Pemerintah pasti bisa menuntaskan masalah ini. Pasti bisa untuk memeratakan pendidikan kesemua daerah termasuk pedalaman. Pemerintah pasti bisa memperhatikan dan memberikan yang terbaik kepada para pengabdi yang memang mengabdikan bahkan sebagian hidupnya untuk mengajarkan mereka yang memang membutuhkan. Memang mungkin butuh waktu untuk dapat memeratakan keseluruh Indonesia karena dengan cukup banyak penduduk di Indonesia dan pulau-pulau kecil. Tapi pasti jika dilakukan sekarang beberapa tahun yang akan mendatang sudah terlihat hasilnya. Saya Cuma berharap agar pendidikan di Indonesia ini dapat berjalan dengan baik daripada sebelum-sebelumnya. Dari mulai fasilitas bangunan, buku-buku yang lengkap, guru-guru yang memang mengabdi lebih diperhatikan, seragam yang merata, dan intinya hanya ingin ditegakkan adil dalam masalah pendidikan.

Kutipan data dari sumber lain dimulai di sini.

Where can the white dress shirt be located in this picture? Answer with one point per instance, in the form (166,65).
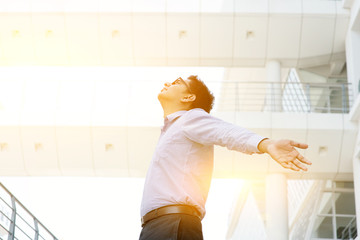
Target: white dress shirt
(181,168)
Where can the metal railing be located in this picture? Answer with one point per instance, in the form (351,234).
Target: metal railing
(17,222)
(350,231)
(285,97)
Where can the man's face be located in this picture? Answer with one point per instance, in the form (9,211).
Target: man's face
(176,90)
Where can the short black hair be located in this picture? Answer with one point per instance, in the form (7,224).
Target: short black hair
(204,98)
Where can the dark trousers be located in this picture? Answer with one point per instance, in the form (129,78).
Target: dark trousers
(173,227)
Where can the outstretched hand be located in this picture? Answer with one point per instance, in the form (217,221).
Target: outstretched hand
(284,152)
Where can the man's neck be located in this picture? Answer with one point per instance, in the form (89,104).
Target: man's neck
(168,111)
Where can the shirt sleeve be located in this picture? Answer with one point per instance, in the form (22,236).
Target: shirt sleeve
(205,129)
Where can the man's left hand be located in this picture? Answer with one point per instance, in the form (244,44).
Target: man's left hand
(284,152)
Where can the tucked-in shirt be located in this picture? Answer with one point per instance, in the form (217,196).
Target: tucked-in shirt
(182,165)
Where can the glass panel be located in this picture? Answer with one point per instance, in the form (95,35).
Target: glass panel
(325,204)
(23,230)
(19,234)
(345,204)
(323,228)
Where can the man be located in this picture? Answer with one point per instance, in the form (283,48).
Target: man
(179,176)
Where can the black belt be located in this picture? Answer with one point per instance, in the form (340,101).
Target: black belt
(170,209)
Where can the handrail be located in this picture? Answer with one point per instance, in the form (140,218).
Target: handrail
(11,232)
(285,97)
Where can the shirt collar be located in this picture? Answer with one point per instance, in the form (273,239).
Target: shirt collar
(174,115)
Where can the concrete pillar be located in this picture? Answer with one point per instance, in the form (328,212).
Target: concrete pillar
(277,225)
(274,92)
(356,175)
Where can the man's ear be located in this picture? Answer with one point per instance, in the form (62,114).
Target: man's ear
(189,98)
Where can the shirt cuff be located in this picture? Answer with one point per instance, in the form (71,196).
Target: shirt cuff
(254,142)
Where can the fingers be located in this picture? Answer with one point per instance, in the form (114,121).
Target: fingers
(299,145)
(290,166)
(303,159)
(299,165)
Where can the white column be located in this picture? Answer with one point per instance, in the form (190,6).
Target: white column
(356,175)
(274,93)
(276,207)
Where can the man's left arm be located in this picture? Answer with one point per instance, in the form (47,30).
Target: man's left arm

Dan benar, terimakasih Pahlawan tanpa tanda jasa. Semua pengabdian mu untuk mencerdaskan bangsa ini termasuk pedalaman sangatlah berharga. Walaupun tanpa lelah dan tanpa keluh kesah mengajarkan anak-anak yang memang dengan kata lain “kurang cukup”. Semoga masalah ini segera di angkat dan diberikan solusi yang baik serta terjadi keadilan bukan hanya dalam bentuk social melainkan keadilan dalam bentuk pendidikan.